Planning around his work schedule, Zimny-Schmitt kept a close eye on flight and car rental prices to decide when to book his trips, which also informed his itineraries. He usually flew into an airport and then drove long distances from there.

“I set a budget kind of arbitrarily of something like $10 per county,” he explained. 

He would hit a county, then color it in orange on a printed map filled with many others waiting to be explored. And as the map became more orange, he began to explore counties off the beaten path, like those in the deep South and rural parts of America. He writes in an article on Medium:

“With the low hanging fruit gone, I faced the more difficult (and expensive) proposition of traveling to counties in states along the East Coast and in the broader South. Did I really want to do this? Wouldn’t it be scary to drive through the hollows of West Virginia and the bayous of Louisiana alone?”

For Zimny-Schmitt, that was an opportunity for inner growth.

“I think I’m more naturally an introvert who’s learned extraversion perhaps over the course of the past decade, not solely through this project but in part,” Zimny-Schmitt said.

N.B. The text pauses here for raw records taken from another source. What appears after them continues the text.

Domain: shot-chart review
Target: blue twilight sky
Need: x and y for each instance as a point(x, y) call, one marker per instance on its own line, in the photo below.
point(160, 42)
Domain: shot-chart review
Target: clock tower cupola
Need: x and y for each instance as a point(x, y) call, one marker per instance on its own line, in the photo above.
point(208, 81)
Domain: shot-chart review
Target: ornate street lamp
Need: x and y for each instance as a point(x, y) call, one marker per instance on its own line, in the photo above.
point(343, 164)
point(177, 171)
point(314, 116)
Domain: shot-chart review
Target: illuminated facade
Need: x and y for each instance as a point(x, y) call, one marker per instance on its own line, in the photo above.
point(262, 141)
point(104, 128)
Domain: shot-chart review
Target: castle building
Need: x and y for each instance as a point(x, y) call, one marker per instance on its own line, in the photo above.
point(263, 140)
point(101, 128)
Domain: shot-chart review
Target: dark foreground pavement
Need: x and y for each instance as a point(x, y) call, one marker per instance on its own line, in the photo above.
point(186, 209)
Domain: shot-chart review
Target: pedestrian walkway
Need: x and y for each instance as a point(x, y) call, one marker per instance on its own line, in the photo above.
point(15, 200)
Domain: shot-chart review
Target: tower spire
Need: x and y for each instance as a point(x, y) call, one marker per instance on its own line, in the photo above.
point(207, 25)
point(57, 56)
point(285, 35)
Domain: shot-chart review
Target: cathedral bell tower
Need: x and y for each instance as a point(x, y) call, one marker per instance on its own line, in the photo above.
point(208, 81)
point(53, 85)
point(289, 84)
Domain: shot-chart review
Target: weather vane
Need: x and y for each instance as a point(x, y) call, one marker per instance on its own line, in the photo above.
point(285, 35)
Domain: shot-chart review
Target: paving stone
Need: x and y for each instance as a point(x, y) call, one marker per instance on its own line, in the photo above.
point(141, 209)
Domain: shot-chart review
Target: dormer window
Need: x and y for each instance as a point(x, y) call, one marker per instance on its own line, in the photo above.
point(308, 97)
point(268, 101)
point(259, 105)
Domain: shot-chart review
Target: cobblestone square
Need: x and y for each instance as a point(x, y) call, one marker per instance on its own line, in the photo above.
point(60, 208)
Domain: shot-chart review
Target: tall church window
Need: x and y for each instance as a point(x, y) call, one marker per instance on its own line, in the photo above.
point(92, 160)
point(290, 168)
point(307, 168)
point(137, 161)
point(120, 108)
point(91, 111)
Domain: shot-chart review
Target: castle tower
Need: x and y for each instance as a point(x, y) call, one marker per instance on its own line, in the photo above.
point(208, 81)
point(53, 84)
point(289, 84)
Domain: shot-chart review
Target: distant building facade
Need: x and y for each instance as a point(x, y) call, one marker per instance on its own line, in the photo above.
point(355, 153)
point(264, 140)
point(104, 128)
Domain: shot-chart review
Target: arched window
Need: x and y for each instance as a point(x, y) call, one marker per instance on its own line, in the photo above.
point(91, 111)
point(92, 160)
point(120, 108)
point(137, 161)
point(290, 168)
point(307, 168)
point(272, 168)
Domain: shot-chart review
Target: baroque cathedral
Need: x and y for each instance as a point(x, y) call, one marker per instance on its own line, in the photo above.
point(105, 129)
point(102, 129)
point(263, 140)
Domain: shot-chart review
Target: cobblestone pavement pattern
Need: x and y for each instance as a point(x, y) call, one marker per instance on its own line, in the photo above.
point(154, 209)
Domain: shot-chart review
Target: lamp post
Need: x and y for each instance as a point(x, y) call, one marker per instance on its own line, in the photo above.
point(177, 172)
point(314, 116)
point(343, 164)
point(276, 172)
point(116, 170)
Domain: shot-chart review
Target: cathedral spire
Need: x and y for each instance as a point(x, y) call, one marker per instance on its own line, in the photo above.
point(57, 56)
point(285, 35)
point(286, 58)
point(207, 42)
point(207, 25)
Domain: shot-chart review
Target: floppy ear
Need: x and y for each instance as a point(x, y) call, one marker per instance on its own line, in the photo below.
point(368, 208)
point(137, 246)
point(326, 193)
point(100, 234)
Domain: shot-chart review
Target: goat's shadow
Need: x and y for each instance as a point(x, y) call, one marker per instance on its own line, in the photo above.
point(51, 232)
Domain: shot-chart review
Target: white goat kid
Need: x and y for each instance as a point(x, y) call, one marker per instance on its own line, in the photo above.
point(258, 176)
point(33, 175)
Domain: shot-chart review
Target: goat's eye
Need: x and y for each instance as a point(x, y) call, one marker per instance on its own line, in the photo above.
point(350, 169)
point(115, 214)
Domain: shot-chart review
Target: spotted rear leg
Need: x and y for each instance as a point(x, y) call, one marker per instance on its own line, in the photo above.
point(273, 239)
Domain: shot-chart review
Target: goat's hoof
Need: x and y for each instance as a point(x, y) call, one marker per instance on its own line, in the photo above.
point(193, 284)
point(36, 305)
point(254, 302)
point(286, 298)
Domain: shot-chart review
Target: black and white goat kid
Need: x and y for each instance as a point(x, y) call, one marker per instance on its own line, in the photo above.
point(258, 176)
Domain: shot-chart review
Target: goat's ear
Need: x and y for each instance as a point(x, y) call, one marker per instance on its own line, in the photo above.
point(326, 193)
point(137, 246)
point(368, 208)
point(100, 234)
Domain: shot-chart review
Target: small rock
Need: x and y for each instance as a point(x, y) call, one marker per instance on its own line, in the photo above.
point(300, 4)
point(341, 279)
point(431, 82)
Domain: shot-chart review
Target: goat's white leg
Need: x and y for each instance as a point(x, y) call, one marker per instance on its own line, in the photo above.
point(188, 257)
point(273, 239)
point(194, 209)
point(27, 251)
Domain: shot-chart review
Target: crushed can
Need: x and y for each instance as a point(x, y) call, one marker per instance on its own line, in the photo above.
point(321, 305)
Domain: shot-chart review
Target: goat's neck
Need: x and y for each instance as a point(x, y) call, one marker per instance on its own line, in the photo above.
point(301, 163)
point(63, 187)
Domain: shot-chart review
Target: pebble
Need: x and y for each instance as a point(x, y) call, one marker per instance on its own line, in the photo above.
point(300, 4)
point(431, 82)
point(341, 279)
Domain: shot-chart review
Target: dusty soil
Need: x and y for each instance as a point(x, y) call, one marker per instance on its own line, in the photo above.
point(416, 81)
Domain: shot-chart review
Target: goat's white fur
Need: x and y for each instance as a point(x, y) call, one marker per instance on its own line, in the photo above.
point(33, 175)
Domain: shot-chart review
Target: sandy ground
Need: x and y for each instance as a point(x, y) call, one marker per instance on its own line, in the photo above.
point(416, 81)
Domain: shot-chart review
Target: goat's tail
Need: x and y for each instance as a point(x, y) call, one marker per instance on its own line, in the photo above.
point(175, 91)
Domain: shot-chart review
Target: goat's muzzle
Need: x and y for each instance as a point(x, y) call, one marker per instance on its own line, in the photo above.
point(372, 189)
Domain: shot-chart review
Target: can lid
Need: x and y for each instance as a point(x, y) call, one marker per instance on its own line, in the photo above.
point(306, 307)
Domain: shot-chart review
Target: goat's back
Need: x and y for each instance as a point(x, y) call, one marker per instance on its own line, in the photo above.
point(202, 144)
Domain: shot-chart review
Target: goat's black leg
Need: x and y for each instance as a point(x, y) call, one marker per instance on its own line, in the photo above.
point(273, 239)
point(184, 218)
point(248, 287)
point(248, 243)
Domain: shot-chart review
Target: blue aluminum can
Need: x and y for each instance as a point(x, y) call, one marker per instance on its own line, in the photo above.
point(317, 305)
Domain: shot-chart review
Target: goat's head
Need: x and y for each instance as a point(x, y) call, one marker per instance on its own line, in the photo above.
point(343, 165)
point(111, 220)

“I think I became a lot less afraid to say hello to someone that maybe before I felt, ‘Well I have nothing in common with them. What would I ever talk about?’ So I think it helped bring me out of my shell in that way.”

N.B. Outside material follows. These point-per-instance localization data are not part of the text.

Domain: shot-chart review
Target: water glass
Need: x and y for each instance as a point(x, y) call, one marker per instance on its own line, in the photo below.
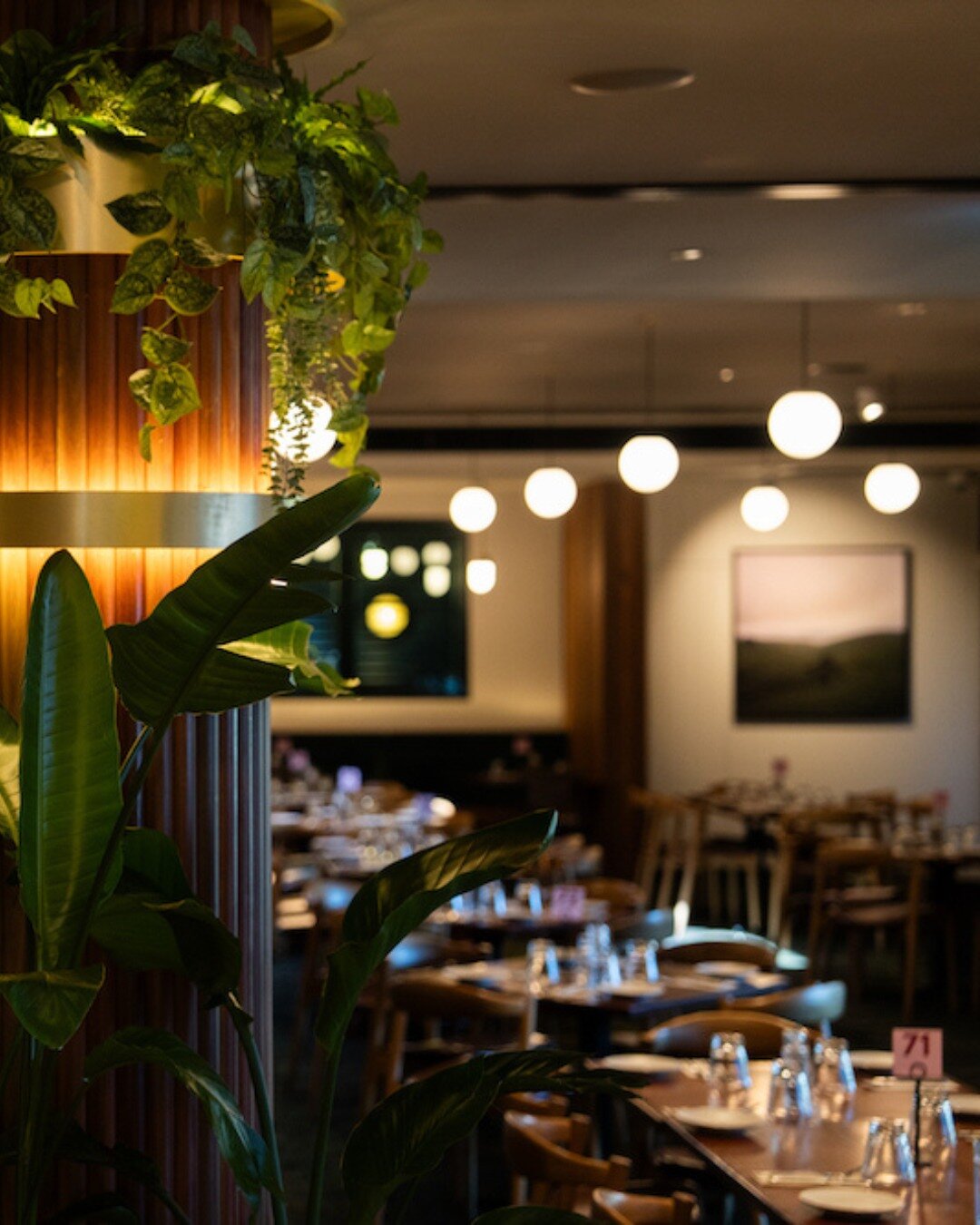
point(641, 961)
point(795, 1050)
point(835, 1084)
point(728, 1070)
point(542, 965)
point(789, 1093)
point(598, 937)
point(888, 1161)
point(493, 899)
point(937, 1130)
point(529, 892)
point(976, 1180)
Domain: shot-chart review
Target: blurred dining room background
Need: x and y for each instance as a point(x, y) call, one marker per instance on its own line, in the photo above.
point(759, 720)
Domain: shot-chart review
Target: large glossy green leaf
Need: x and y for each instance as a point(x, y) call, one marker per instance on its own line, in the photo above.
point(289, 646)
point(397, 899)
point(151, 863)
point(407, 1134)
point(10, 777)
point(52, 1004)
point(167, 664)
point(76, 1144)
point(153, 921)
point(70, 795)
point(240, 1145)
point(529, 1214)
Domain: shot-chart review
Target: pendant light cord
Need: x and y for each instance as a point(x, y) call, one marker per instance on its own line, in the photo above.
point(805, 345)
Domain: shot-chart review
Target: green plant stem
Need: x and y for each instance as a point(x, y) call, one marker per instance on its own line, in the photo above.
point(132, 756)
point(260, 1088)
point(318, 1169)
point(152, 745)
point(9, 1060)
point(32, 1157)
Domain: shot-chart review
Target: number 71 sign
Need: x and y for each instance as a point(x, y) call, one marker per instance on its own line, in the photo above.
point(917, 1054)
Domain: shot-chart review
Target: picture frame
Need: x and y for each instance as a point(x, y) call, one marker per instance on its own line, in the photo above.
point(822, 634)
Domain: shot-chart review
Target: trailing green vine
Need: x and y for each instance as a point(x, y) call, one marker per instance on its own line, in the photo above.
point(333, 239)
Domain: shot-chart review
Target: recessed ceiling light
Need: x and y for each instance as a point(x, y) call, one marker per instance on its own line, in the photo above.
point(625, 80)
point(806, 191)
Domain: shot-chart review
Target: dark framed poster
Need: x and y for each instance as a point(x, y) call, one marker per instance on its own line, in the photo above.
point(822, 634)
point(399, 625)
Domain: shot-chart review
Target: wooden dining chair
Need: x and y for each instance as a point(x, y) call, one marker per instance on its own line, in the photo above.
point(479, 1019)
point(844, 903)
point(798, 836)
point(671, 832)
point(548, 1162)
point(738, 947)
point(689, 1036)
point(622, 1208)
point(623, 899)
point(815, 1004)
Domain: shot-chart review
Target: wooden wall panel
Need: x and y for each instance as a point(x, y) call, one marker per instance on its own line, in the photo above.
point(605, 659)
point(66, 423)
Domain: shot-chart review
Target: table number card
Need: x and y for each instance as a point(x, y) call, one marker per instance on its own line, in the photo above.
point(917, 1054)
point(567, 902)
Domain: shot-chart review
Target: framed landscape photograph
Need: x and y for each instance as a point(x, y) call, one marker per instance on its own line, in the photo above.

It also opened his eyes to some of the geographic and economic divides of the United States, including one experience when he traveled to the Mississippi Delta with some friends.

“We all met in Memphis, we drove down to Greenwood. We were going to have breakfast there, and both of the places that Google said were open … ended up being closed. And downtown was eerily deserted at 10 a.m. on a Saturday morning.” 

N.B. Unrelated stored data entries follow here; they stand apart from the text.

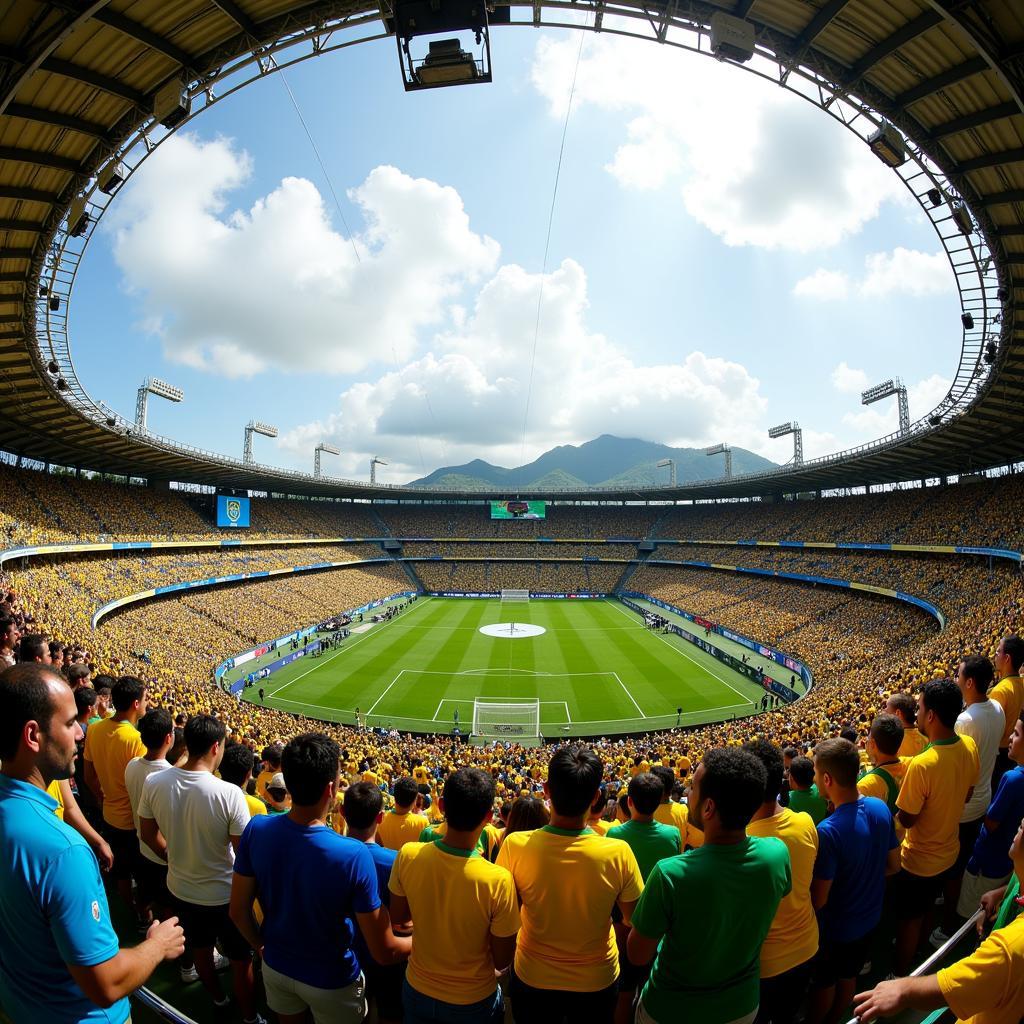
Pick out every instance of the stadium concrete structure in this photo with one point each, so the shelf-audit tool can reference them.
(83, 87)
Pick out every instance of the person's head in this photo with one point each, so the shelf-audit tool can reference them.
(884, 738)
(904, 708)
(728, 787)
(237, 764)
(645, 793)
(406, 792)
(974, 675)
(33, 647)
(157, 730)
(468, 799)
(39, 726)
(205, 738)
(128, 695)
(1010, 656)
(836, 766)
(802, 772)
(668, 779)
(573, 779)
(771, 757)
(525, 814)
(363, 806)
(940, 704)
(309, 764)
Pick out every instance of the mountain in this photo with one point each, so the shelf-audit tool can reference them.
(606, 461)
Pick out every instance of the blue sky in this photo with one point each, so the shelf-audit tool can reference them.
(723, 257)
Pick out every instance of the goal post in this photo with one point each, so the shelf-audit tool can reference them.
(494, 720)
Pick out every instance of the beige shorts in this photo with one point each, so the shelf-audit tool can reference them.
(328, 1006)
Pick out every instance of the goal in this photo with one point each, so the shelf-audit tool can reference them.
(507, 721)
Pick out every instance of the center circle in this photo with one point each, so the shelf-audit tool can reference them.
(512, 631)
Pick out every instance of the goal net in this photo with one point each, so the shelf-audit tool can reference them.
(507, 721)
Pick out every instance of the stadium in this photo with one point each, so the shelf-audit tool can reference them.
(425, 630)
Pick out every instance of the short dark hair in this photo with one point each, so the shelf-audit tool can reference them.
(646, 791)
(802, 769)
(573, 776)
(202, 731)
(943, 696)
(363, 803)
(237, 764)
(734, 779)
(126, 691)
(887, 731)
(309, 763)
(469, 799)
(406, 792)
(25, 696)
(154, 727)
(771, 757)
(840, 759)
(668, 779)
(980, 671)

For Zimny-Schmitt, seeing a desolate downtown in a small rural area was nothing new. But for his friends, it was much more profound.

“They were surprised and said, ‘This is one of the saddest little towns I’ve ever seen.’ And to me I was like, ‘Wow I’ve been to 1,000 towns that look just like this,’” he told CPR News. “So it was just understanding that most people don’t spend time visiting these forgotten places.”

And so the group ate at a nearby McDonald's instead.

Zimny-Schmitt finished his 3,143 county multi-year odyssey last November on the Natchez Trace Parkway in Alabama. It’s a national park that also crosses into Mississippi and Tennessee.

“I almost couldn’t believe it. I still feel there are places I haven’t seen because counties in the West are big, and I could have gone through one side and haven’t seen other places,” he said. “It was almost like this is the end of one journey, but it’s not necessarily the end of learning.”

People standing in front of and along the grounds of a historical-styled red grey and white building surrounded by lush green shrubbery.
Courtesy Danny Zimny-Schmitt
The North Shore of Oahu, Hawaii.

Reflecting on his journey, Zimny-Schmitt underscored why he wanted to share his experiences with others.

“The most important thing is to never pass up an opportunity to have a genuine, heartfelt interaction with someone who you feel you might not have anything in common with,” he said.

“If we’re going to heal a lot of the divides in our country, it’s going to take all of us not being afraid to get out of our comfort zones, to humanize other people and understand where their perspectives are coming from.”  

While visiting every county in the U.S. is ambitious, others have done it before.

There’s even a club for those that have accomplished the gargantuan geographic task called the “Extra Miler Club.”

While Zimny-Schmitt thinks he might be the youngest to ever accomplish this feat, he plans to confirm it at the club’s next annual meeting on June 29 in Lansing, Mich.